Rule 133 of the CGST Rules:

“133. Order of the Authority.-

(1) The Authority shall, within a period of six months from the date of the receipt of the report from the Director General of Anti-profiteering determine whether a registered person has passed on the benefit of the reduction in the rate of tax on the supply of goods or services or the benefit of input tax credit to the recipient by way of commensurate reduction in prices.

(2) An opportunity of hearing shall be granted to the interested parties by the Authority where any request is received in writing from such interested parties.

(2A) The Authority may seek the clarification, if any, from the Director General of Anti Profiteering on the report submitted under sub-rule (6) of rule 129 during the process of determination under sub-rule (1).

(3) Where the Authority determines that a registered person has not passed on the benefit of the reduction in the rate of tax on the supply of goods or services or the benefit of input tax credit to the recipient by way of commensurate reduction in prices, the Authority may order-

(a) reduction in prices;

(b) return to the recipient, an amount equivalent to the amount not passed on by way of commensurate reduction in prices along with interest at the rate of eighteen per cent. from the date of collection of the higher amount till the date of the return of such amount or recovery of the amount including interest not returned, as the case may be;

(c) the deposit of an amount equivalent to fifty per cent. of the amount determined under the above clause along with interest at the rate of eighteen per cent. from the date of collection of the higher amount till the date of deposit of such amount in the Fund constituted under section 57 and the remaining fifty per cent. of the amount in the Fund constituted under section 57 of the Goods and Services Tax Act, 2017 of the concerned State, where the eligible person does not claim return of the amount or is not identifiable;

(d) imposition of penalty as specified under the Act; and

(e) cancellation of registration under the Act.

Explanation: For the purpose of this sub-rule, the expression, “concerned State” means the State 7 or Union Territory in respect of which the Authority passes an order.

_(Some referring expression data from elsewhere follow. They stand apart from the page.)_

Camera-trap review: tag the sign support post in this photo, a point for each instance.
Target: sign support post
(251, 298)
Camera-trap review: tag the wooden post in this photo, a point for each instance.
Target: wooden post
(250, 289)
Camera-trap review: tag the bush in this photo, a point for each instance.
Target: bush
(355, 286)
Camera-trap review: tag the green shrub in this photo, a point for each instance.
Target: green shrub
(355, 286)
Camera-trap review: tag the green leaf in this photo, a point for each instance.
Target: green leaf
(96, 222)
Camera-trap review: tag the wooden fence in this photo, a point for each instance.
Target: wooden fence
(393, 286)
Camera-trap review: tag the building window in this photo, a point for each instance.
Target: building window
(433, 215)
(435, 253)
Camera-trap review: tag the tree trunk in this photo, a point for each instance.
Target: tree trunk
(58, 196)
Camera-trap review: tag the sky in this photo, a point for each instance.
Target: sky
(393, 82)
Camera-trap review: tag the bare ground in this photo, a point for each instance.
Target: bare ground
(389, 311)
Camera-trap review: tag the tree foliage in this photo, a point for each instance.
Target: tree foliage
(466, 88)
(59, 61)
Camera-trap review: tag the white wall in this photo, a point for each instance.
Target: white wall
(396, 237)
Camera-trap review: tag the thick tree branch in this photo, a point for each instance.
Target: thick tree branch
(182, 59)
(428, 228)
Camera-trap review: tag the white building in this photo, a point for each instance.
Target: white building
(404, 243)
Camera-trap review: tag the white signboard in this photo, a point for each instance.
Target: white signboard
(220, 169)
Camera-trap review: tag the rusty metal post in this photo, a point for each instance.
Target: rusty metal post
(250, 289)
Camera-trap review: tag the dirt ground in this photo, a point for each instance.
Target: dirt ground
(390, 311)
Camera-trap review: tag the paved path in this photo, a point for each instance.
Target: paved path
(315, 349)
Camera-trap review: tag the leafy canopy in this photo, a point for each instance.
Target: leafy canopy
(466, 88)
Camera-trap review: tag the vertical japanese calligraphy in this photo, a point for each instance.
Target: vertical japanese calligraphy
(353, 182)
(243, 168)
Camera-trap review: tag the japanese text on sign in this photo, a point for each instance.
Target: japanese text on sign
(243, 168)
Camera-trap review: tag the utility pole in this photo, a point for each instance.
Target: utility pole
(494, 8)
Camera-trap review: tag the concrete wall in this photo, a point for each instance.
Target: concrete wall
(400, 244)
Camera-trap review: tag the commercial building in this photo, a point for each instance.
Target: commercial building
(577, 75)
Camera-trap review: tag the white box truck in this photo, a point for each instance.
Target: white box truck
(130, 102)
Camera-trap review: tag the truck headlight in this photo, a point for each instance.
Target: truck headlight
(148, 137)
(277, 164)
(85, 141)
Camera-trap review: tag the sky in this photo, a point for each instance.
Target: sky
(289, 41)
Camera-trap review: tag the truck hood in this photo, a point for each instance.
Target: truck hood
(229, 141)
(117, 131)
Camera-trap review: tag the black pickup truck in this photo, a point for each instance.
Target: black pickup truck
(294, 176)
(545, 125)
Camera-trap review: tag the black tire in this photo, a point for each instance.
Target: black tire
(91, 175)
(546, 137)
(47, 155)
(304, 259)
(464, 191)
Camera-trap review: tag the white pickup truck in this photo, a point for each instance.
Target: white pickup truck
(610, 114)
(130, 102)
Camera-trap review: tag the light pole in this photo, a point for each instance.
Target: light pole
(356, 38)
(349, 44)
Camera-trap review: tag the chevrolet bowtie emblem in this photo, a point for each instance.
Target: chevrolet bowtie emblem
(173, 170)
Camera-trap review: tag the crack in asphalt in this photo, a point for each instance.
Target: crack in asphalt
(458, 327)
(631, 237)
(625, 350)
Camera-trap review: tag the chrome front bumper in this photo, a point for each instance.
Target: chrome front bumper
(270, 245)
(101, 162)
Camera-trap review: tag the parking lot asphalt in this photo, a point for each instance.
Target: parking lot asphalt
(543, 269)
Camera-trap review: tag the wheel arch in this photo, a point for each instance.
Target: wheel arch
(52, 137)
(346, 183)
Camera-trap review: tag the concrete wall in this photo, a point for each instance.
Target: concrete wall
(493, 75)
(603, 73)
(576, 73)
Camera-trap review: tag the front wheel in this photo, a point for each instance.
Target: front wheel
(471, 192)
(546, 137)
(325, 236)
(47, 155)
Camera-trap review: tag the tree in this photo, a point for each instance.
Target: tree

(4) If the report of the Director General of Anti-profiteering referred to in sub-rule (6) of rule 129 recommends that there is contravention or even non-contravention of the provisions of section 171 or these rules, but the Authority is of the opinion that further investigation or inquiry is called for in the matter, it may, for reasons to be recorded in writing, refer the matter to the Director General of Anti-profiteering to cause further investigation or inquiry in accordance with the provisions of the Act and these rules.

(5) (a) Notwithstanding anything contained in sub-rule (4), where upon receipt of the report of the Director General of Anti-profiteering referred to in sub-rule (6) of rule 129, the Authority has reasons to believe that there has been contravention of the provisions of section 171 in respect of goods or services or both other than those covered in the said report, it may, for reasons to be recorded in writing, within the time limit specified in sub-rule (1), direct the Director General of Anti-profiteering to cause investigation or inquiry with regard to such other goods or services or both, in accordance with the provisions of the Act and these rules.

(b) The investigation or enquiry under clause (a) shall be deemed to be a new investigation or enquiry and all the provisions of rule 129 shall mutatis mutandis apply to such investigation or enquiry.”

DISCLAIMER: The views expressed are strictly of the author and A2Z Taxcorp LLP. The contents of this article are solely for informational purpose. It does not constitute professional advice or recommendation of firm. Neither the author nor firm and its affiliates accepts any liabilities for any loss or damage of any kind arising out of any information in this article nor for any actions taken in reliance thereon.